Edit: Here is an example: https://oeis.org/A002846.
The topic comes up in Richard Stanley's Enumerative Combinatorics Volume 1, chapter 3. Edition 2 is freely available: http://math.mit.edu/~rstan/ec/ec1.pdf
Regarding examples, there are many. Consider the poset of an $(n+1)$-by-$(k+1)$ grid ordered by $(x,y) \leq (x',y') \iff x \leq x' \text{ and } y \leq y'$ graded by $\rho(x,y) = x + y$. The number of paths from $(0,0)$ to $(n,k)$ is $\binom{n+k}{k}$.
For an $(n+1)$-by-$(n+1)$ grid without points below the diagonal, using the same order and grading as in the previous example, the number of paths from $(0,0)$ to $(n,n)$ is the $n$-th Catalan number.
The number of paths from bottom to top in the Boolean lattice is $n!$.
For general facts, there are some nice theorems. For example, a distributive lattice and the poset of antichains in such a lattice are closely related.
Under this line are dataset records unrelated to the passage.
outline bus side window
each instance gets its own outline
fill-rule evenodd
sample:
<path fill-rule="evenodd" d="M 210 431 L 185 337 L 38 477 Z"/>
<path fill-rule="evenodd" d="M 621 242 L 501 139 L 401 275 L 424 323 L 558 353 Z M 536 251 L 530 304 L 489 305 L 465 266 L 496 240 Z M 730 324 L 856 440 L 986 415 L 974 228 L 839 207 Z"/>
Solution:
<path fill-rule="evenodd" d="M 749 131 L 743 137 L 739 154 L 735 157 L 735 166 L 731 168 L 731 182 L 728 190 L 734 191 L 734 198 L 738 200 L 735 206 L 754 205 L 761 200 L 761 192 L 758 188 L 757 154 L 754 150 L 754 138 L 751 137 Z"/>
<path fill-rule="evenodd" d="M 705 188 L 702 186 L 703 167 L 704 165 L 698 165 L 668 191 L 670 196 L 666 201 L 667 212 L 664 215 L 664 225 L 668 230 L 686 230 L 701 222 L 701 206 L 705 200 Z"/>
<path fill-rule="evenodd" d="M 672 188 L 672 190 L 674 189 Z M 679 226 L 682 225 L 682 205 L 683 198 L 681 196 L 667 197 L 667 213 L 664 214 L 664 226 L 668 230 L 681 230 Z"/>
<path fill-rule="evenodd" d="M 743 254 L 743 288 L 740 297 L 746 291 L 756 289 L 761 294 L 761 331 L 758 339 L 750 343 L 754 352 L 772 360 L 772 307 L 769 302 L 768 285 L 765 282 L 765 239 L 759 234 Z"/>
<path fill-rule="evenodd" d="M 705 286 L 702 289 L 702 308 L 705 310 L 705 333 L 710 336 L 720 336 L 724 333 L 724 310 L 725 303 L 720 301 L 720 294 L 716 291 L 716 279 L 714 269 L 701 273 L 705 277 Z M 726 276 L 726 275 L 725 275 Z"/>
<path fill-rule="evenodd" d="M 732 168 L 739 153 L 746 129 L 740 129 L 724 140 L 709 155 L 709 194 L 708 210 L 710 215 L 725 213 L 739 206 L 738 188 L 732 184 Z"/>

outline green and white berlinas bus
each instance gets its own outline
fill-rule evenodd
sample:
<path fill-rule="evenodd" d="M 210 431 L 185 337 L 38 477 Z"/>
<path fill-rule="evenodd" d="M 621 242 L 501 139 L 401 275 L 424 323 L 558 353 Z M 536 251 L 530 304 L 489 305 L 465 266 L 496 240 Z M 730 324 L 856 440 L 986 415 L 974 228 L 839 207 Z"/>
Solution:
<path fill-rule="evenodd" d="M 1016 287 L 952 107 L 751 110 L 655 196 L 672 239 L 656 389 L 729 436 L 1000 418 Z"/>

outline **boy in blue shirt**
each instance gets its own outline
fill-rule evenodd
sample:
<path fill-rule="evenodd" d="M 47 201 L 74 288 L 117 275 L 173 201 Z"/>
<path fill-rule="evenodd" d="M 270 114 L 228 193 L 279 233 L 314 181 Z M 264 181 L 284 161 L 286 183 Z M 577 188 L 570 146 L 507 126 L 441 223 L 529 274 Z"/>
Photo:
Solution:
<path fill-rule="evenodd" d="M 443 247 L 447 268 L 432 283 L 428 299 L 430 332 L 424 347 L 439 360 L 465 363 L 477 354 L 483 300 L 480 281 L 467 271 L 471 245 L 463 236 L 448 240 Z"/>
The number of maximal chains (ie paths) in a distributive lattice is the same as the number of linear extensions of the poset of antichains.
For a graded poset with unique top and bottom element, let $f(v)$ be the number of maximal chains from the bottom to vertex $v$. If $w_1,\ldots,w_k$ are predecessors of $v$, then $f(v) = f(w_1) + \cdots + f(w_k)$. Thus, even when there isn't a nice formula, the number of maximal chains in such a graded poset can be counted recursively.